Sleep-wake states are impaired in various neurological disorders. Impairment of sleep-wake states can be an early condition that
exacerbates these disorders. Therefore, treating sleep-wake dysfunction may prevent or slow the development of these diseases.
Although many gene products are likely to be involved in the sleep-wake disturbance, hypnotics and psychostimulants clinically used
are limited in terms of their mode of action and are not without side effects. Therefore, there is a growing demand for
developing new hypnotics and psychostimulants with high efficacy and few side effects. Towards this end, animal models are
indispensable for use in genetic and chemical screens to identify sleep-wake modifiers. As a proof-of-concept study, we performed
behavioral profiling of zebrafish treated with chemical and genetic sleep-wake modifiers. We were able to demonstrate that
behavioral profiling of zebrafish treated with hypnotics or psychostimulants from 9 to 10 days post fertilization was sufficient to
identify drugs with specific modes of action.

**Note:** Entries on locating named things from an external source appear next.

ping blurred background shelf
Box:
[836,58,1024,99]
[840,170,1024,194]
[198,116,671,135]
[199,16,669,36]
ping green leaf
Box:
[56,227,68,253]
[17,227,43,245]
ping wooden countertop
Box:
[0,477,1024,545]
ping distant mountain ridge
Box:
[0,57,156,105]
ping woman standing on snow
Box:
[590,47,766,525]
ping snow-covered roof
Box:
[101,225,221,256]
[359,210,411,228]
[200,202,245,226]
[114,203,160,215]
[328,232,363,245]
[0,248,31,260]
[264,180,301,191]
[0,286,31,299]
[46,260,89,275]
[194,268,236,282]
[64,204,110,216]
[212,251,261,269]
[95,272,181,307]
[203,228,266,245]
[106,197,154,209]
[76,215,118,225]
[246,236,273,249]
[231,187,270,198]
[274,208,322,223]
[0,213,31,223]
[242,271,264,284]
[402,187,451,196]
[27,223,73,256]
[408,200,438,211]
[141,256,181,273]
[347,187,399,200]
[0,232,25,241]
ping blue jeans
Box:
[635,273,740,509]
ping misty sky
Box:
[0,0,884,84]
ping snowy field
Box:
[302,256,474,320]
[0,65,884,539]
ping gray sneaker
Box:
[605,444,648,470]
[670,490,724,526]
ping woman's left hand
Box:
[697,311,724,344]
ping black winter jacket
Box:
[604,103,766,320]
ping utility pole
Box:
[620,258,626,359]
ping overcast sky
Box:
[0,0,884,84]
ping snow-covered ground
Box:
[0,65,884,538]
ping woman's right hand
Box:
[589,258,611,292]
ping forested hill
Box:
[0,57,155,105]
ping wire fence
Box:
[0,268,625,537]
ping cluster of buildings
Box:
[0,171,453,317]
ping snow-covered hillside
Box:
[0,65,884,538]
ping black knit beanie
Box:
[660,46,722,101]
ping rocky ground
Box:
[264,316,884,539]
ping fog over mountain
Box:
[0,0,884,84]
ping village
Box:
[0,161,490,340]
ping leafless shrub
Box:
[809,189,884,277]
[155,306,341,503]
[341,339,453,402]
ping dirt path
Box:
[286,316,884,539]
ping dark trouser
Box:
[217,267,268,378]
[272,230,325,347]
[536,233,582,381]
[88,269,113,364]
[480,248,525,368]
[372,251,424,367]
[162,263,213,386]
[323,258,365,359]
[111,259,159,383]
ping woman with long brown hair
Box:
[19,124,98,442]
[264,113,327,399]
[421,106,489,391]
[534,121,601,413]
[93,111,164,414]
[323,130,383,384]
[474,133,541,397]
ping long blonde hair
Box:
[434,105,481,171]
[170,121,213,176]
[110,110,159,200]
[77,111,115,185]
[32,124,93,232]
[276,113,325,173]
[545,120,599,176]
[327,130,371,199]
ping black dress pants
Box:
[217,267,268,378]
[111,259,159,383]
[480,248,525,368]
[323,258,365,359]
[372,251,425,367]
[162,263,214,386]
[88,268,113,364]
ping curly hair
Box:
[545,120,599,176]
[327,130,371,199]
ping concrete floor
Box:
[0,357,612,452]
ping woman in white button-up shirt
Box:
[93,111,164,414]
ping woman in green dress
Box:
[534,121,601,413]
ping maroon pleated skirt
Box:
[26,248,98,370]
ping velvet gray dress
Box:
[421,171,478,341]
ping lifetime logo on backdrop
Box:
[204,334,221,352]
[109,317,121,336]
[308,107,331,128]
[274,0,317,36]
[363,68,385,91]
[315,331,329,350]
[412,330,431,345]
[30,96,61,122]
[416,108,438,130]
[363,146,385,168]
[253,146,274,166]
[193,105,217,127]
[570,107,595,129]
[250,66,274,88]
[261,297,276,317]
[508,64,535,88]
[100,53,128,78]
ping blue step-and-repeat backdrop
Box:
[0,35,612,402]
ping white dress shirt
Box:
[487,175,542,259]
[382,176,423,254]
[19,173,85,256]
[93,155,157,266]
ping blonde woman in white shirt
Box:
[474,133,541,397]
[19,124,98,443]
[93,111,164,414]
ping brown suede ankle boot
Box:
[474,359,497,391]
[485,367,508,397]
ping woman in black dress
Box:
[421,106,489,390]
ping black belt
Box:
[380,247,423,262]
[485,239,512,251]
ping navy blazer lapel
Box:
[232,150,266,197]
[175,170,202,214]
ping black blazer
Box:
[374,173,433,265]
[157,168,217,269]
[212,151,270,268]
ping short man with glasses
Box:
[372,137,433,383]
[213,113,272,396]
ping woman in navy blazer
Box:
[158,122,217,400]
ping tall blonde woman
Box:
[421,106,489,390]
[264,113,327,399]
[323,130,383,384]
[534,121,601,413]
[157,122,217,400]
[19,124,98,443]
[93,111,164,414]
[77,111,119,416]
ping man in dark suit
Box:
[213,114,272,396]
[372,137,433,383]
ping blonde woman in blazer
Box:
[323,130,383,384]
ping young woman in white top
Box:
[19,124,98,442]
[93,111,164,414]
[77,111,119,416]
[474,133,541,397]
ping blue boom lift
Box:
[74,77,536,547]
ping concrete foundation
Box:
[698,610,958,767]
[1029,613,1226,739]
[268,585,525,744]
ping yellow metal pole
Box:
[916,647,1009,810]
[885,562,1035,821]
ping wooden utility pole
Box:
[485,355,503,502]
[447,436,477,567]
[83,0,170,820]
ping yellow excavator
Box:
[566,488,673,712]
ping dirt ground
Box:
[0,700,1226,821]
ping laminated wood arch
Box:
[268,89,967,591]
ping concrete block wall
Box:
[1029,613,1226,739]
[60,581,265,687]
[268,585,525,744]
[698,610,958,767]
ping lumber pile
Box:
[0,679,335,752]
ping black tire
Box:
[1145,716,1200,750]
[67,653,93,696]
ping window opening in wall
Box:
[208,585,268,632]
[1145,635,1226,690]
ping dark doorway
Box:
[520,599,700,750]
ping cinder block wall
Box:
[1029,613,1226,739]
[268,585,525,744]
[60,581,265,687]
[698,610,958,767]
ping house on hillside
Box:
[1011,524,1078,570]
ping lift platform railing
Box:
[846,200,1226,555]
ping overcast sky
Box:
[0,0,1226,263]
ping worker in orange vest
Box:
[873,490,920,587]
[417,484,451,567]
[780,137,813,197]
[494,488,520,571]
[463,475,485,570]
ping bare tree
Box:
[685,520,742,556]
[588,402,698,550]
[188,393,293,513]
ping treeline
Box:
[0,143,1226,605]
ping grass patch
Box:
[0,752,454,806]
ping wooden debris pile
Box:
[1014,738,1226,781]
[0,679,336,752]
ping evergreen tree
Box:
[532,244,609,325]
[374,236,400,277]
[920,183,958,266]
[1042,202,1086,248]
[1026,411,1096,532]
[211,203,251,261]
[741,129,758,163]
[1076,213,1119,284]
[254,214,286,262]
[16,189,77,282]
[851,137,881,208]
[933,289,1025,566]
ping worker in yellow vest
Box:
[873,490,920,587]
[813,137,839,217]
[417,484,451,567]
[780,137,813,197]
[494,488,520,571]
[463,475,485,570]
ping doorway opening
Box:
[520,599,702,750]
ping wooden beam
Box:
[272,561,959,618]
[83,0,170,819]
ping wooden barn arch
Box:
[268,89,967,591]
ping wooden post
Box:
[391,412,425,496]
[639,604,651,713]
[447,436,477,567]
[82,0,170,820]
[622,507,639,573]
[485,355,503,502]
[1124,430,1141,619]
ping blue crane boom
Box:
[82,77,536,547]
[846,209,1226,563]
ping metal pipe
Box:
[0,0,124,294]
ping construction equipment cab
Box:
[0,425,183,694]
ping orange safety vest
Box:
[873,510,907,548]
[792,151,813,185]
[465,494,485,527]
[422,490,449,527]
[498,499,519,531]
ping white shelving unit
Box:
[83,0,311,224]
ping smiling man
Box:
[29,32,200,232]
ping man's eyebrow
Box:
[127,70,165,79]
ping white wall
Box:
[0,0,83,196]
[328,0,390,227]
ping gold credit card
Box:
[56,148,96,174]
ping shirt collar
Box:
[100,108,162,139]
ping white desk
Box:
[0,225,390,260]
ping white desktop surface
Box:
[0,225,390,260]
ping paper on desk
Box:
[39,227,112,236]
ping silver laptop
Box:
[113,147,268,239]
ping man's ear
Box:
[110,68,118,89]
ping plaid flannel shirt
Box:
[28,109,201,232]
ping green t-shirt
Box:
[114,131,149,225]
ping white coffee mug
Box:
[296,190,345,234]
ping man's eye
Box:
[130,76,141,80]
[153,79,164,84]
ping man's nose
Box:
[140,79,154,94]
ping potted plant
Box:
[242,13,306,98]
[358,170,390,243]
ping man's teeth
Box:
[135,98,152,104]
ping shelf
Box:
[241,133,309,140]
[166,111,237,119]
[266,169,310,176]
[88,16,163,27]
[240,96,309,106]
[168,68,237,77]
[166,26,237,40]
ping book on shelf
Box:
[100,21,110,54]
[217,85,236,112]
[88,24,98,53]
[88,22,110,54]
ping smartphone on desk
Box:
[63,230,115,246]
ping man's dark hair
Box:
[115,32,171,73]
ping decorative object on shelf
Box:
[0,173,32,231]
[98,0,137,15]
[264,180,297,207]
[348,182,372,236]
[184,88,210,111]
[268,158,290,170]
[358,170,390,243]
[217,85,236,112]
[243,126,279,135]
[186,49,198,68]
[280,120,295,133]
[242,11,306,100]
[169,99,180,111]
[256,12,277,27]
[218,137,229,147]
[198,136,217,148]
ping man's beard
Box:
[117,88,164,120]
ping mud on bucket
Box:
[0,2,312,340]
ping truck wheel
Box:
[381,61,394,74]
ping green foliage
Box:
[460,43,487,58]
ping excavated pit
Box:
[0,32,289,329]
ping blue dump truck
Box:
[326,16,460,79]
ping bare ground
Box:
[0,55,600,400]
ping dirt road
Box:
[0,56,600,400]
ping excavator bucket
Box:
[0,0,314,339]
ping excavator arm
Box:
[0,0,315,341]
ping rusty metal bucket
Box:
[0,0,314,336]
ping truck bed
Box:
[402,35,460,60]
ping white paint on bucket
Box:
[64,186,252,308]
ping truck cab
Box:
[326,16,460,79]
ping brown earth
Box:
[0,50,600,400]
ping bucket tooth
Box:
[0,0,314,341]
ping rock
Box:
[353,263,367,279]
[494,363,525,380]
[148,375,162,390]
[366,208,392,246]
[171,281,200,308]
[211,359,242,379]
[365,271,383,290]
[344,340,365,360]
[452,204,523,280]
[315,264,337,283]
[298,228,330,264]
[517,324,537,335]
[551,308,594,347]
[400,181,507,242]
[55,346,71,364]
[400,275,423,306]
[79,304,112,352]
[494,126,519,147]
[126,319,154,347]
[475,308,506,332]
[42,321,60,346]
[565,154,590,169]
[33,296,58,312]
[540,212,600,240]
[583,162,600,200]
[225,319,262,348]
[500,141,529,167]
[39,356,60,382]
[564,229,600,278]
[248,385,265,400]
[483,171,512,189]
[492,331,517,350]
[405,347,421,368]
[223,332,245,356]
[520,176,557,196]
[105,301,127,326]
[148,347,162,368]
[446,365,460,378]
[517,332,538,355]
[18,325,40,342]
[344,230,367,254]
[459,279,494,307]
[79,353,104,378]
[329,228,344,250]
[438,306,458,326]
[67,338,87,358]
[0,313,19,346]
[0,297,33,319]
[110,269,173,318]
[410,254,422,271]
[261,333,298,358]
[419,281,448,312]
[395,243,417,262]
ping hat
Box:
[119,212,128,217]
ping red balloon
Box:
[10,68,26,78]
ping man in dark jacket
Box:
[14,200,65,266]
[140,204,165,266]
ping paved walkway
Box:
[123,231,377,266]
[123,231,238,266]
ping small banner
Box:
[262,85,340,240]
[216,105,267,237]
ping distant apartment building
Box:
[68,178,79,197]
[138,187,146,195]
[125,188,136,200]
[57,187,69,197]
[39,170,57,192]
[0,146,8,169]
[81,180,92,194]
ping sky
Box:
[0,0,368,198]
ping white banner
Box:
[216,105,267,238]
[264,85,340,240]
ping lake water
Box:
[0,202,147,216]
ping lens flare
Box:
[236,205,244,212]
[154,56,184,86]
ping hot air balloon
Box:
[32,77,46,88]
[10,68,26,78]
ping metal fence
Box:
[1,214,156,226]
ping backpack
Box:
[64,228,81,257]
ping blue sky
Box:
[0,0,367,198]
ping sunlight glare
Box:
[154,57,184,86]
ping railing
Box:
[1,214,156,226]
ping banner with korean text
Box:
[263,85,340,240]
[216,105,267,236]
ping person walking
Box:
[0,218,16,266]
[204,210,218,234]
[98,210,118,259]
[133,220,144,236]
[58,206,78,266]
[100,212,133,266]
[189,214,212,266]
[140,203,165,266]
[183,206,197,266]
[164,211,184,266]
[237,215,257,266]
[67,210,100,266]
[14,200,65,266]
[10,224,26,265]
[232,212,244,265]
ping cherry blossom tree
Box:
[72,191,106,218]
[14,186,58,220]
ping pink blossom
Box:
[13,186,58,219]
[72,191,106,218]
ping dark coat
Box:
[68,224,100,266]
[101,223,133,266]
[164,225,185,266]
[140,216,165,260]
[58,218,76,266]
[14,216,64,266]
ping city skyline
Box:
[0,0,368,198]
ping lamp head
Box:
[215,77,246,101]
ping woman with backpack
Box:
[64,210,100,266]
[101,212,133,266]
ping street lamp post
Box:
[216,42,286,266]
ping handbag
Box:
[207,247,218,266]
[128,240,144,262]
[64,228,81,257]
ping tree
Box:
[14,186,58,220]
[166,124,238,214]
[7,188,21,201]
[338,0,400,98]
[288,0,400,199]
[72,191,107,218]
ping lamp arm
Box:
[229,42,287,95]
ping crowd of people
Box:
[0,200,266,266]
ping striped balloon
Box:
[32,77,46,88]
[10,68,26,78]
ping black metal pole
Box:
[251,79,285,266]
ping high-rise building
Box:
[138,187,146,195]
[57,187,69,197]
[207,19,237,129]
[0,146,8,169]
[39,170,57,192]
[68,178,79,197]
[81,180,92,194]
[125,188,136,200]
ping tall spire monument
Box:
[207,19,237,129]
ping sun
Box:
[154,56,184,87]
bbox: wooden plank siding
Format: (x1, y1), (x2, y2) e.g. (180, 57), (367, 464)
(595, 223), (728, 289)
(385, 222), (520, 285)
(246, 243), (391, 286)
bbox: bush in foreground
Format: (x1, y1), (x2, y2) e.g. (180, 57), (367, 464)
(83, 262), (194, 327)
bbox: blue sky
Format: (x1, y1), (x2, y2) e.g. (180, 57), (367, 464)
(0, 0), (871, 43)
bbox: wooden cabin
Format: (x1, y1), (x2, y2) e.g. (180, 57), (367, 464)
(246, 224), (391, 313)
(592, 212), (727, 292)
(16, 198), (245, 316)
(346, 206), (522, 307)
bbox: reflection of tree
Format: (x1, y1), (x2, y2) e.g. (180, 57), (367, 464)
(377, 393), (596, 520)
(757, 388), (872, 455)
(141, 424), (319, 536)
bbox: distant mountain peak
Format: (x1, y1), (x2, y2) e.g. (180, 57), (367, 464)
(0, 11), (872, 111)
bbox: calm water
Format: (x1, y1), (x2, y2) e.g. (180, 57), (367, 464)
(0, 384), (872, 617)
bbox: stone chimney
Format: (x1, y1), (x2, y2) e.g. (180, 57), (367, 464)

We were also able to identify behavioral endpoints distinguishing GABA-A modulators
and hypocretin (hcrt) receptor antagonists and between sympathomimetic and non-sympathomimetic psychostimulants. This
behavioral profiling can serve to identify genes related to sleep-wake disturbance associated with various neuropsychiatric
diseases and novel therapeutic compounds for insomnia and excessive daytime sleep with fewer adverse side effects.